Re: [jQuery] Re: Closure/scope

[Michael Geary]

That code will certainly do the trick. Because your anonymous function
expression simply calls crossfade(), you're essentially doing the same as
this:

    cInterval = window.setInterval( crossfade, 5000 );

Well, there is a subtle difference. Your code below doesn't evaluate the
name "crossfade" until your function expression is called. The code above
evaluates the name (but doesn't call the function) at the time the
setInterval call is made. But in your code the net effect is the same, since
the crossfade function exists at the time this code is run.

When you got the missing quotes error, did the error message actually read
like this?

    Error: useless setTimeout call (missing quotes around argument?)

That's because you tried to write this code:

    cInterval = window.setInterval( crossfade(), 5000 );

Here's what that code does, in this order:

1) Calls the crossfade() function immediately.

2) Passes the *return value* of the crossfade() function to setInterval.

But crossfade() presumably does not return any value - which is to say that
it returns the 'undefined' value, so it's the same as if you'd coded:

    cInterval = window.setInterval( undefined, 5000 );

And of course that is not what you intended.

Note the difference between this code:

    cInterval = window.setInterval( crossfade(), 5000 );

and this working code:

    cInterval = window.setInterval( crossfade, 5000 );

When you use a function name without (), you get a reference to the
function, which you can call later by using that reference (as setInterval
does). When you use () after a function name, you call the function
immediately and get its return value.

Two other notes...

You can leave out the 'window.':

    cInterval = setInterval( crossfade, 5000 );

And, I assume you have a 'var cInterval;' somewhere inside your outer
function? I get nervous when I see a variable assignment without a 'var',
unless I know there's a 'var' somewhere in the code for it.
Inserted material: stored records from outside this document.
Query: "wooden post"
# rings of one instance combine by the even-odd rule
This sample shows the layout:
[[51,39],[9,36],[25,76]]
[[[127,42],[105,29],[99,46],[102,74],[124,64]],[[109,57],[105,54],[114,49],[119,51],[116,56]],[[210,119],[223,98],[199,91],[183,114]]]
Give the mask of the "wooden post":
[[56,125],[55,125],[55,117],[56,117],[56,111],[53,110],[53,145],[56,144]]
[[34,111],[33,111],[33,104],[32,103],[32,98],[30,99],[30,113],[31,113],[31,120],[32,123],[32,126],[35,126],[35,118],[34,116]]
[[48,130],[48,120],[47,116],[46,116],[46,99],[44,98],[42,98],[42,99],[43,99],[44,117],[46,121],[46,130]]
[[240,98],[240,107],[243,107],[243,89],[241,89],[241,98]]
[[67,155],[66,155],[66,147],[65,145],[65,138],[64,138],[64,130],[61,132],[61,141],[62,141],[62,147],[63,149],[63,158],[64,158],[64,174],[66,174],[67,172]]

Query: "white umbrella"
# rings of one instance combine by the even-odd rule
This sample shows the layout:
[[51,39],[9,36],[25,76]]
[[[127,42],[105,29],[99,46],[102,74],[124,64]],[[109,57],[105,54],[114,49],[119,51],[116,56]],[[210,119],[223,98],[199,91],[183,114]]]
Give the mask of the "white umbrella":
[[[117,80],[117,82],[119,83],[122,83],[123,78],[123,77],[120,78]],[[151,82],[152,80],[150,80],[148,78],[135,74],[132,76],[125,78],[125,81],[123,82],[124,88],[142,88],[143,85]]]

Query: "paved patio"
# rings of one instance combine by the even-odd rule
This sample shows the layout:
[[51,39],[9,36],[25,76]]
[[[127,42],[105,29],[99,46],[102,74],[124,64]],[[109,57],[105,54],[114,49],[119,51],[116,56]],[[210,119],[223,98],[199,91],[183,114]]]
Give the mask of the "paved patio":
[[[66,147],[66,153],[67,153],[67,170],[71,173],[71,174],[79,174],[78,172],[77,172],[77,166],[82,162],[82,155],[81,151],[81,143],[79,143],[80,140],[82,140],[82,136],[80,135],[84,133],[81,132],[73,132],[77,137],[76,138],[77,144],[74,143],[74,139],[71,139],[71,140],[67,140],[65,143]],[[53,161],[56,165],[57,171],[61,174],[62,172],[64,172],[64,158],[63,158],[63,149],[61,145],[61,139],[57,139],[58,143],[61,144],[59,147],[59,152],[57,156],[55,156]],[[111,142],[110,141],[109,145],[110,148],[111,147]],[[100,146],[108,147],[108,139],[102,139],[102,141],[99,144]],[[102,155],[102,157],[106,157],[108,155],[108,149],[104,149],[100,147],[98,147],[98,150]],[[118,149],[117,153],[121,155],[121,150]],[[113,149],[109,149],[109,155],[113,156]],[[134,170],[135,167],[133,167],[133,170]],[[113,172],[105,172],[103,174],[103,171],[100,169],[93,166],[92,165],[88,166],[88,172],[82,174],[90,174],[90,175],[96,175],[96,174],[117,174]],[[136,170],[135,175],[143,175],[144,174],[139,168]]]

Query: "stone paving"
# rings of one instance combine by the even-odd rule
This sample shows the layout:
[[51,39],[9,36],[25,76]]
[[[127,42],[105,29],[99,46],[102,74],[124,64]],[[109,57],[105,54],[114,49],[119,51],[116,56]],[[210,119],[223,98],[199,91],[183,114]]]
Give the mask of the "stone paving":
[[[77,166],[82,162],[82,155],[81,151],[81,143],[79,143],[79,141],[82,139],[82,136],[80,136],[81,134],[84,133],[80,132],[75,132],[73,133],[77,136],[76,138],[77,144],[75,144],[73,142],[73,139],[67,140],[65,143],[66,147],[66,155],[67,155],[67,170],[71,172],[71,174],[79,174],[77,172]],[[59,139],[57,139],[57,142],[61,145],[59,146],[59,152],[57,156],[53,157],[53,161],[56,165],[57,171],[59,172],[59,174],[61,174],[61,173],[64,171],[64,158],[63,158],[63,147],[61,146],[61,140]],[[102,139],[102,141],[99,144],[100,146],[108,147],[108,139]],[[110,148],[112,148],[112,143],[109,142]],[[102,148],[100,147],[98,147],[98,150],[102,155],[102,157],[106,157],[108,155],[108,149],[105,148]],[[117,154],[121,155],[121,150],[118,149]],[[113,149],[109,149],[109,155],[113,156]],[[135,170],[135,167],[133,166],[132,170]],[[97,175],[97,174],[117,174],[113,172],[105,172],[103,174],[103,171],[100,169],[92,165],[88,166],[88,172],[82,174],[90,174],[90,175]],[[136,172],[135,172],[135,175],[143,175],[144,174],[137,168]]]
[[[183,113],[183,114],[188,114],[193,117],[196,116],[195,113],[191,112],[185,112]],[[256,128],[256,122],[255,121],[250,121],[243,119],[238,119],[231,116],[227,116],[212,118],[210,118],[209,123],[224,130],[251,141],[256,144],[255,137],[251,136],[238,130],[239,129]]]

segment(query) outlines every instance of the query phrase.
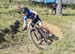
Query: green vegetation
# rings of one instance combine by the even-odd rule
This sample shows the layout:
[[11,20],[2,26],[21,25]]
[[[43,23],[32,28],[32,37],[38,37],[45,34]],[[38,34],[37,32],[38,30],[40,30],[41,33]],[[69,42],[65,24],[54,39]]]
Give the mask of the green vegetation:
[[[56,15],[47,15],[46,7],[34,7],[26,5],[27,7],[36,10],[42,21],[47,21],[50,24],[57,25],[61,28],[61,32],[63,33],[63,38],[52,43],[46,50],[38,52],[38,54],[75,54],[75,10],[70,8],[63,9],[63,16],[56,16]],[[11,24],[15,22],[15,20],[19,20],[21,22],[22,16],[20,14],[15,13],[14,16],[9,15],[9,11],[13,11],[15,9],[5,9],[0,8],[0,29],[9,28]],[[21,22],[22,23],[22,22]],[[21,31],[22,24],[20,25],[19,30]],[[0,44],[0,48],[3,46],[17,46],[20,47],[21,45],[28,45],[28,35],[27,32],[18,32],[16,34],[15,40],[11,39],[10,35],[6,35],[5,39],[9,41],[9,43],[2,43]],[[7,49],[6,49],[7,50]],[[4,54],[6,50],[1,50],[0,54]],[[15,51],[13,48],[12,51]],[[10,50],[8,51],[9,54],[14,54]]]

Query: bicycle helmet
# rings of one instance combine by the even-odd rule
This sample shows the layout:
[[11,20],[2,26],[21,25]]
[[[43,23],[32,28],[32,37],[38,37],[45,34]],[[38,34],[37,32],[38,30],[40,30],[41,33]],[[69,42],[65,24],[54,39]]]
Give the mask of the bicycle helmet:
[[28,12],[28,8],[27,8],[27,7],[23,7],[23,8],[21,8],[21,12],[22,12],[22,13],[26,13],[26,12]]

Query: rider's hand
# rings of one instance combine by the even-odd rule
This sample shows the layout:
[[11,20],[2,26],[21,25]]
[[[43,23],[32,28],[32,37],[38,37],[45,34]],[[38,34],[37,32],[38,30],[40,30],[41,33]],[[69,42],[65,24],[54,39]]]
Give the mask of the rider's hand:
[[25,30],[27,30],[27,27],[25,27],[25,28],[22,28],[22,31],[25,31]]

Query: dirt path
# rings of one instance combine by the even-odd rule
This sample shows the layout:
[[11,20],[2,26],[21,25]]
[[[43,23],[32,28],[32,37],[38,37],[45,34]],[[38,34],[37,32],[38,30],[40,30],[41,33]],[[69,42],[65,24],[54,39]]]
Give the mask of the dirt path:
[[[63,34],[57,26],[48,24],[47,22],[43,22],[43,24],[59,38],[63,37]],[[39,50],[34,46],[34,44],[29,42],[29,45],[0,50],[0,54],[37,54],[38,51]]]

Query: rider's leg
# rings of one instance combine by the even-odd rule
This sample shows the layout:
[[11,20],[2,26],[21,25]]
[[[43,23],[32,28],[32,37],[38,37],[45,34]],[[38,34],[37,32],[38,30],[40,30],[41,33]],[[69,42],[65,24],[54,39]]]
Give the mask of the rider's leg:
[[40,28],[45,29],[48,32],[49,36],[52,36],[52,32],[48,29],[47,26],[45,26],[41,21],[38,21],[38,24]]

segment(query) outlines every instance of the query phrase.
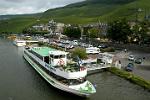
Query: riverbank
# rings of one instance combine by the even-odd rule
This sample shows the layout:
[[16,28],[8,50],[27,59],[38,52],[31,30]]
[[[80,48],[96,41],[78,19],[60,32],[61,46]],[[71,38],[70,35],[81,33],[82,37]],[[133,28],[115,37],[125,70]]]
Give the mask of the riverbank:
[[115,67],[108,68],[107,70],[117,76],[127,79],[130,82],[135,83],[141,87],[144,87],[145,89],[148,89],[150,91],[150,81],[146,81],[139,76],[136,76],[130,72],[126,72],[126,71],[117,69]]

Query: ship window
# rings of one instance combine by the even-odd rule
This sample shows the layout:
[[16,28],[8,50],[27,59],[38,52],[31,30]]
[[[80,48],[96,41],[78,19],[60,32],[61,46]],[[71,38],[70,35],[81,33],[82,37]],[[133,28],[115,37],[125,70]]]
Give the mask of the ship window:
[[44,57],[44,62],[46,62],[47,64],[49,64],[49,56]]
[[60,55],[60,58],[65,58],[65,55]]
[[54,59],[59,59],[60,58],[60,56],[54,56]]

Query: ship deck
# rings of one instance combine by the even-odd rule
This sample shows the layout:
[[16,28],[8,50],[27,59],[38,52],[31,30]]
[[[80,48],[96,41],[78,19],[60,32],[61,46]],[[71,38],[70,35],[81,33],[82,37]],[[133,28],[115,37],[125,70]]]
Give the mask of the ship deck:
[[49,51],[55,51],[55,49],[49,47],[35,47],[32,48],[32,51],[44,57],[49,56]]

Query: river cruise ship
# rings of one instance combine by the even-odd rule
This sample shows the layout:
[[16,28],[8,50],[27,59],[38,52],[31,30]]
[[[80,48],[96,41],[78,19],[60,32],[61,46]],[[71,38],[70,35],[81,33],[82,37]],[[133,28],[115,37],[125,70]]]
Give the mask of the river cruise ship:
[[26,41],[25,40],[14,40],[13,41],[14,45],[21,47],[21,46],[25,46],[26,45]]
[[49,47],[32,47],[25,48],[23,56],[53,87],[81,97],[96,93],[93,84],[86,80],[87,69],[68,62],[67,54]]

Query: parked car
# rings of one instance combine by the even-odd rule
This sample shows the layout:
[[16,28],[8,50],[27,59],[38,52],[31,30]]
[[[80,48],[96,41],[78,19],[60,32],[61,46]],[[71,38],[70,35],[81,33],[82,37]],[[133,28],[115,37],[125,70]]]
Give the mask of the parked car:
[[67,48],[67,49],[73,49],[74,46],[73,46],[73,45],[67,45],[66,48]]
[[107,46],[107,45],[104,45],[104,44],[101,44],[101,45],[98,46],[98,48],[105,49],[105,48],[108,48],[108,46]]
[[137,64],[141,64],[142,63],[142,58],[137,58],[137,59],[135,59],[134,62],[137,63]]
[[134,61],[134,56],[133,55],[129,55],[128,60]]
[[134,69],[134,64],[133,64],[133,63],[129,63],[129,64],[125,67],[125,70],[126,70],[126,71],[129,71],[129,72],[133,71],[133,69]]

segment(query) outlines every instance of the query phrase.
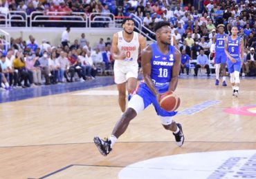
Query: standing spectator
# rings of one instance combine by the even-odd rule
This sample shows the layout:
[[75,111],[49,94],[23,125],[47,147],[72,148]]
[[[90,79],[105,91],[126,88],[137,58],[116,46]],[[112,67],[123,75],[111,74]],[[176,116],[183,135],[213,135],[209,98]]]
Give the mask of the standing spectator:
[[26,68],[24,55],[19,51],[16,52],[15,59],[13,61],[13,67],[18,70],[19,86],[21,86],[21,82],[24,81],[24,87],[29,87],[28,84],[28,72]]
[[105,49],[105,43],[104,43],[104,40],[102,38],[100,39],[100,42],[97,44],[96,48],[98,48],[100,52],[104,51]]
[[86,42],[87,42],[87,40],[85,39],[85,34],[84,33],[82,33],[81,34],[81,39],[80,40],[80,48],[83,48],[85,45],[86,45]]
[[68,43],[69,43],[69,35],[68,33],[70,32],[71,29],[69,27],[66,28],[66,30],[62,32],[62,46],[64,48],[65,46],[68,47]]
[[190,48],[188,45],[186,40],[183,41],[183,45],[180,48],[181,52],[182,52],[182,50],[185,50],[185,54],[190,55],[191,54]]
[[181,51],[181,72],[183,74],[184,68],[185,68],[187,76],[188,76],[190,73],[190,56],[186,54],[185,50],[183,50]]
[[37,50],[37,48],[38,48],[37,44],[35,43],[35,39],[32,38],[31,41],[30,43],[27,44],[27,48],[29,48],[30,49],[32,49],[34,52]]
[[[49,66],[51,73],[51,83],[53,84],[56,84],[60,76],[60,65],[59,61],[56,58],[56,52],[53,52],[51,54],[51,58],[49,59]],[[60,82],[60,81],[59,81]]]
[[197,56],[196,61],[197,64],[194,68],[194,76],[197,76],[199,68],[205,68],[207,70],[207,76],[210,76],[209,59],[208,57],[204,54],[203,50],[200,50],[200,55]]
[[69,82],[67,75],[69,69],[69,61],[66,56],[65,56],[65,52],[64,51],[60,52],[60,56],[58,57],[57,60],[60,63],[60,76],[58,78],[59,82],[64,82],[64,76],[65,76],[66,81]]
[[39,66],[41,69],[41,73],[44,75],[46,79],[46,85],[50,85],[50,77],[51,76],[50,72],[50,65],[49,65],[49,57],[46,51],[44,51],[43,53],[43,56],[38,59]]
[[42,85],[41,70],[38,67],[35,67],[35,62],[38,59],[38,56],[33,58],[31,53],[28,53],[26,55],[26,67],[28,71],[28,79],[31,86],[33,86],[34,84],[36,85]]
Otherwise you'd
be unintentionally creating a global variable.

-Mike

On Tue, Nov 24, 2009 at 11:33 AM, Magnificent <
imightbewrongbutidontthin...@gmail.com> wrote:

> Hi Mike,
>
> Thanks much for your reply.  I dropped in an anonymous function and
> that fixed it:
>
> cInterval = window.setInterval(function() { crossfade(); }, 5000);
>
> I tried calling crossfade() without quotes, but FF gave me a missing
> quotes error.
>